When the news came that the Imperials had invaded distant Coros also, in their attempt to open up a second front against the Free Ports, the Michine had agreed to make a token gesture in the League’s desperate defence of the island. General Creed, still frowned upon for having given the order to open the gates to the refugees, and no doubt by then considered expendable, had been dispatched to lead the small Khosian contingent of chartassa there. While he was gone, and with the siege of Bar-Khos entering its lowest point so far, Lord Protector Forias had withdrawn into his private mansion, claiming illness, and then had killed himself, or died in his sleep, depending on whom you believed.

Defeat had hung in the city air like a fog.

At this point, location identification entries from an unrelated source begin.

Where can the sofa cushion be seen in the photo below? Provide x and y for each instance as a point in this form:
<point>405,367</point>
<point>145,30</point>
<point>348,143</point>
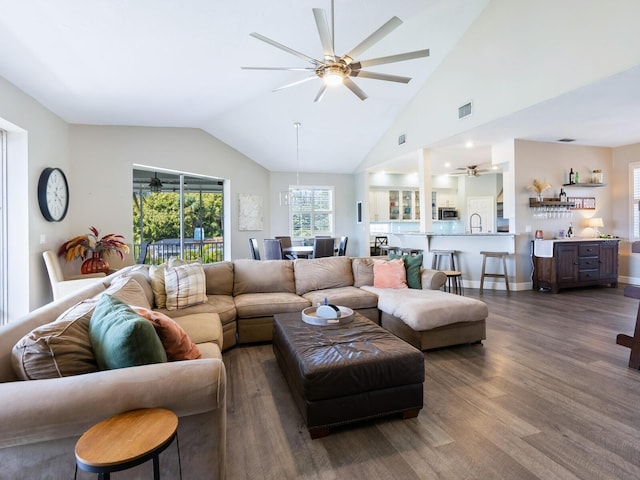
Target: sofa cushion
<point>219,277</point>
<point>263,276</point>
<point>389,274</point>
<point>185,286</point>
<point>121,338</point>
<point>202,328</point>
<point>351,297</point>
<point>427,309</point>
<point>267,304</point>
<point>175,340</point>
<point>362,271</point>
<point>156,276</point>
<point>57,349</point>
<point>321,273</point>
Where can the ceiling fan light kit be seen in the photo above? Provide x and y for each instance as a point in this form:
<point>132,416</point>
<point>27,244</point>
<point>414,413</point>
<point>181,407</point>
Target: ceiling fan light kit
<point>334,70</point>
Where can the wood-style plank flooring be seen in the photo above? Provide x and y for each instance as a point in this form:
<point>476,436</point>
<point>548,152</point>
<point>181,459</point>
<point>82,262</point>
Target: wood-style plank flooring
<point>548,395</point>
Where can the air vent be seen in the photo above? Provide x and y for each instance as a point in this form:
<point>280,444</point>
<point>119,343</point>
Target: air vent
<point>465,110</point>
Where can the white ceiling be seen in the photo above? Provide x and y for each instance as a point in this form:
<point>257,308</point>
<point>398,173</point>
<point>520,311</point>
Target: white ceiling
<point>177,63</point>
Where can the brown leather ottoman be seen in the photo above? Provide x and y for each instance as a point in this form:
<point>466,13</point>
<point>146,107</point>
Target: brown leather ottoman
<point>345,373</point>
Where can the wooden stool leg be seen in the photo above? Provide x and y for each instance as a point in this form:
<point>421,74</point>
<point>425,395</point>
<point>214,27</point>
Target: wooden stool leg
<point>506,277</point>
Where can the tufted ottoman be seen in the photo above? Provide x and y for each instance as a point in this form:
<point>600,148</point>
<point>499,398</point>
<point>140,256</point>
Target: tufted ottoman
<point>345,373</point>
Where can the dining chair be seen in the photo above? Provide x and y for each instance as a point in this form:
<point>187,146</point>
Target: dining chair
<point>255,251</point>
<point>272,249</point>
<point>285,242</point>
<point>323,247</point>
<point>342,248</point>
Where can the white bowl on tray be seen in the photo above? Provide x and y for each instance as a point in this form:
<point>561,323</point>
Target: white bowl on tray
<point>310,316</point>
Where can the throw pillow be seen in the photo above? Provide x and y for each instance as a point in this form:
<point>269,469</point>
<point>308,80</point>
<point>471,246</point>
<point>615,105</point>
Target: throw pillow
<point>122,338</point>
<point>156,275</point>
<point>413,266</point>
<point>185,286</point>
<point>57,349</point>
<point>174,339</point>
<point>389,274</point>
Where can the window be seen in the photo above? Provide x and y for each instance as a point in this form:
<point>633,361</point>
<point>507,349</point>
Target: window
<point>311,211</point>
<point>634,179</point>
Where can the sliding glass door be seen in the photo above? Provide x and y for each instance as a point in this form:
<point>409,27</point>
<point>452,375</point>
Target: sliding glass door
<point>176,214</point>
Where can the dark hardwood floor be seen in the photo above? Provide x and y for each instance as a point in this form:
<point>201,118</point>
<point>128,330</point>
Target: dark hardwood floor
<point>548,395</point>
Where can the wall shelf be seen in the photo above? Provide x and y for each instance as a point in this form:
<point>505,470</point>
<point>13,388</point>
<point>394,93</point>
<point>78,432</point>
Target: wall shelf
<point>584,185</point>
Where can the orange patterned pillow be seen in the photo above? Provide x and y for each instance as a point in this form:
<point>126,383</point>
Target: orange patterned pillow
<point>389,274</point>
<point>174,339</point>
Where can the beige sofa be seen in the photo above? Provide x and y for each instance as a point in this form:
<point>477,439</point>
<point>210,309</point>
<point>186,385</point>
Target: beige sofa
<point>42,419</point>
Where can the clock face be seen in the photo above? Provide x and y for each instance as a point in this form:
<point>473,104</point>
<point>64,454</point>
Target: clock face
<point>53,194</point>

Creed, though, had changed all of that. He had returned from their unexpected victory in Coros within a week of old Forias’s funeral, now hailed as a hero and seen by many as their most likely saviour. The population of the city had taken to the streets to demand he be made the new Lord Protector. In the end, the Michine had been left with little choice but to concede to them.

And so Creed had set about defying what had seemed, until then, the natural course of the war. He launched daring counter-attacks against the imperial army; developed the network of fighting tunnels beneath the walls to stop them being undermined; roused the hopes of the soldiers and the people by the example he set for them all. Gradually the imperial advance was slowed, and the siege settled into years of resistance that no one had dared believe was even possible.